I've decided to start a new simulation, as I decided to create an empty host species, so that repopulated robots would not re-introduce viral DNA and endanger previous progress.  I also considerably tweaked the costs for DNA length and the repopulation settings, which helped to prevent any "mass extinctions."

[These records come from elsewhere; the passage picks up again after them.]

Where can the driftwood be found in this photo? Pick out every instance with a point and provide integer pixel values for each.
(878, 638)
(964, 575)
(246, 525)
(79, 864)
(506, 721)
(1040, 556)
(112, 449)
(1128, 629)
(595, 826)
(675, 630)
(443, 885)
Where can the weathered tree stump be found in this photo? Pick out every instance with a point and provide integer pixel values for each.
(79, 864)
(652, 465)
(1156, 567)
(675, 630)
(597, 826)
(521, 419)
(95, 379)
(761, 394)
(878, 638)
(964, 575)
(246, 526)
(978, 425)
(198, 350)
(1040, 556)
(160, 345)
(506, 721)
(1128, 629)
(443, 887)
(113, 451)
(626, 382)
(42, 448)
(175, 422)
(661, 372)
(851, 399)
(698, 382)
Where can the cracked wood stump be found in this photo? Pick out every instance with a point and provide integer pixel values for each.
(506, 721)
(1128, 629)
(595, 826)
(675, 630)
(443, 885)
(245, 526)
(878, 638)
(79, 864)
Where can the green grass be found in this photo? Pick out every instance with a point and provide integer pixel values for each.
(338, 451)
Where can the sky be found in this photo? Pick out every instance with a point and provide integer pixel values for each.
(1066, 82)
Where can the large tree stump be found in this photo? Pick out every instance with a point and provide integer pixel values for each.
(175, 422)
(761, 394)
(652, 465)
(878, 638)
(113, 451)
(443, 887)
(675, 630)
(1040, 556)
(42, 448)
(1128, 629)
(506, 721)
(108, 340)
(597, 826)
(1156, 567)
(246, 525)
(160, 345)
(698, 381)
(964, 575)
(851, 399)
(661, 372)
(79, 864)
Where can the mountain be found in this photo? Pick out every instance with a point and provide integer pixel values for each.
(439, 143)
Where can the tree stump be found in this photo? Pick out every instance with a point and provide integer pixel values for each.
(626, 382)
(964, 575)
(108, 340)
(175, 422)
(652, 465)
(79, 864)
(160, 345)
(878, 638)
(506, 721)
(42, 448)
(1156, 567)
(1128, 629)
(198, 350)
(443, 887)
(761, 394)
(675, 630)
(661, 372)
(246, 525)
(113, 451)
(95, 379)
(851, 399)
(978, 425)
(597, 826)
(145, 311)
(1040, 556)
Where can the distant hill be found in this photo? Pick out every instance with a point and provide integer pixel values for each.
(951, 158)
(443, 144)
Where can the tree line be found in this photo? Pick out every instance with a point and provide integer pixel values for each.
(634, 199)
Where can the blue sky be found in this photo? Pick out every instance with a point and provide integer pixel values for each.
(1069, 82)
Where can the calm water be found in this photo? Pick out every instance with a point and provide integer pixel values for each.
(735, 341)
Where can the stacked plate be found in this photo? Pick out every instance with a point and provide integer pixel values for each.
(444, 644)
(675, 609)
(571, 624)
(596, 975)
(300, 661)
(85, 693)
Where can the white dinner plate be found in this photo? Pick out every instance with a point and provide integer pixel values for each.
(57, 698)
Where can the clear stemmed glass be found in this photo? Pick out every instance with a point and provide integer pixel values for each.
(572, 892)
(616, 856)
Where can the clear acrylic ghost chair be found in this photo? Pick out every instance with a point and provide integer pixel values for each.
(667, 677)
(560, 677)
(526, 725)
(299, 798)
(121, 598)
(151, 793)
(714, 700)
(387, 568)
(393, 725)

Here are several virus samples taken across time, which demonstrates how the virus has evolved:

Code: [Select]
cond
403 204 257 185 723 65 181 802 595 468 108 874 390 215 973 605 403 5
start
*.thisgene .mkvirus store
1 .vshoot store
1 .shootval store
*.thisgene 1 sub .delgene store
403 204 257 185 723 65 181 802 595 468 108 874 390 215 973 605 403 5
*.nrg 6000 > 50 .repro store
stop

 cond
 185 723 65 181 802 595 468 108 874 390 215 973 605 403 5 start
 *.thisgene .mkvirus store
 .vshoot store
 1 .shootval store
 *358 1 sub .delgene store
 403 204 257 185 723 65 181 802 595 468 108 874 390 215 973 605 403 5 *.nrg 6000 >
 50 .repro store
 stop

cond
 185 723 65 181 802 595 468 108 874 390 215 973 605 403 5 start
 *.thisgene .mkvirus store
 .vshoot store
 1 *358 1 sub .delgene store
 403 204 257 185 723 65 181 802 595 468 108 874 390 215 973 605 403 5 *.nrg 6000 >
 50 .repro store
 stop

 cond
 185 723 65 181 802 595 468 108 874 390 215 973 605 403 5 67 start
 *.thisgene .mkvirus store
 .vshoot store
 1 *358 1 sub .delgene store
 403 204 257 185 723 65 181 802 595 468 108 874 390 215 973 605 403 5 *.nrg 6000 >
 50 .repro store
 stop

cond
 185 723 65 181 802 595 468 108 874 390 215 973 605 403 5 67 start
 *.thisgene .mkvirus store
 .vshoot store
 1 *358 1 sub .delgene store
 403 204 257 185 723 65 181 802 595 468 108 874 390 973 605 403 5 *.nrg 6000 >
 50 300

Here, you can see the considerable change in only 360 thousand cycles, as opposed to the 3 million of my previous simulation.

One interesting mutation was "5 start" to "5 67 start" in the later versions.  Basically, this mutation changed the value of .vshoot from 5 to 67, since it appears to remain on the stack.  Does this increase the power of the virus shot?
I am biased neither towards nor against any single mathematical constant.